Recommended Reads

The BFS Recommends: Wind/Pinball by Haruki Murakami

Wind/Pinball, by Haruki MurakamiMood. An important factor in any book, but Haruki Murakami is a master of it. “He’s kind of weird?” people like to say, “but he’s cool, too, I couldn’t get this story of his out of my mind.” If you want to get technical in literary terms, he’s a surrealist, which is the fancier, upmarket way of saying he uses fantastic elements in his work (or a kind of magical realism): his books start out feeling like normal, everyday life, but before you know it, there are crazy conspiracies and alternate realities being fitted into the plot quite neatly and naturally.

If you’re a fan of the mesmerizing effect such TV shows as The X-Files, Fringe, or Twin Peaks have (though I have to go from hearsay on the latter), chances are you’ll like the mood Murakami projects in his writing. And there is always something more to Murakami than surreal/genre elements: a truly accessible author, the human condition is always at the heart of of his stories.

There are recurring themes and motifs in all his books (with a quick internet search, you’ll hear quips about lost cats, mysterious women, and a fascination with wells), but each one of his works has a unique focus. They generally have intricate plots and are quite long as well, with one of his more recent novels, IQ84, clocking in at about 900 pages.

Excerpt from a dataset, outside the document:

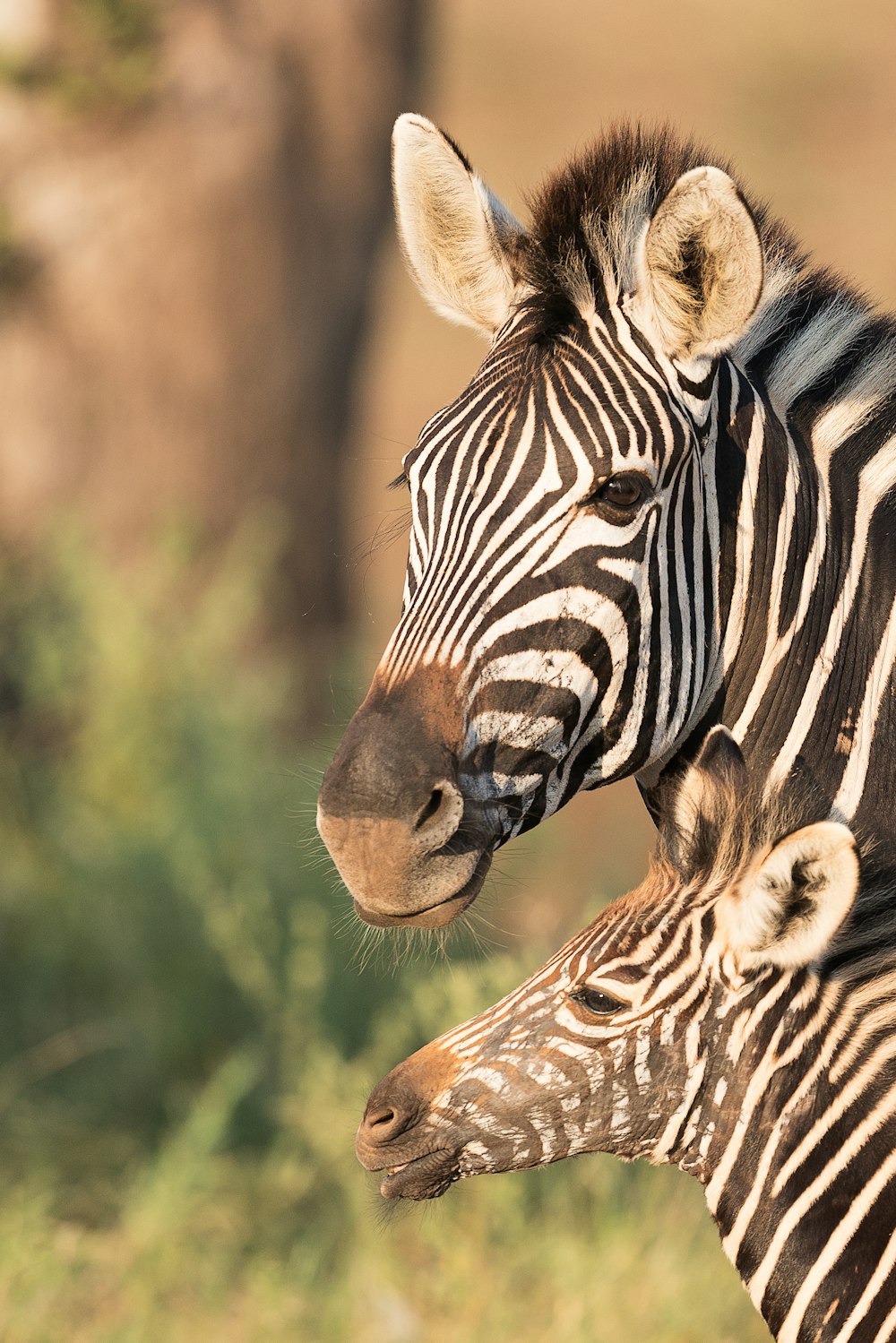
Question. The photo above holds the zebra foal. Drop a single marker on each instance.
(734, 1015)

His first two novels, Hear the Wind Sing and Pinball, 1973, were recently re-translated and re-published after being out of print for 30 years (in a fun double book set, with one novel printed on the first half, and the other printed “upside down” on the other half). And if you’re curious about Murakami, you should definitely give these a look.

These two novellas stand out from the rest of Murakami’s body of work in how short and poetic they are, which makes them an excellent starting point for anyone wanting to see if they’ll like his writing.  With only 100-130 pages each, you can focus on how Murakami crafts his characters, language, and mood. Both novellas also have a similar structure, as they are made up of short, chronological vignettes that focus on an unnamed narrator in his college years (or a little after, in Pinball), and his friend, nicknamed The Rat.

Hear the Wind Sing
For those who have ever felt a little lost or unsure if people get them, for those who have ever felt like they were losing connection with those they were once close to, Murakami gives you Hear the Wind Sing. Set during a summer interlude where the narrator is back home from college (but soon to leave again), the narrator and The Rat are feeling equally unmoored. People come into their lives, then leave. The mood is longing, transitory, even when the two are just shooting the breeze in the local bar. The narrator finds himself wondering about past relationships, particularly with one woman who committed suicide a year or so after they broke up. He starts seeing a girl that seems equally troubled, equally precarious.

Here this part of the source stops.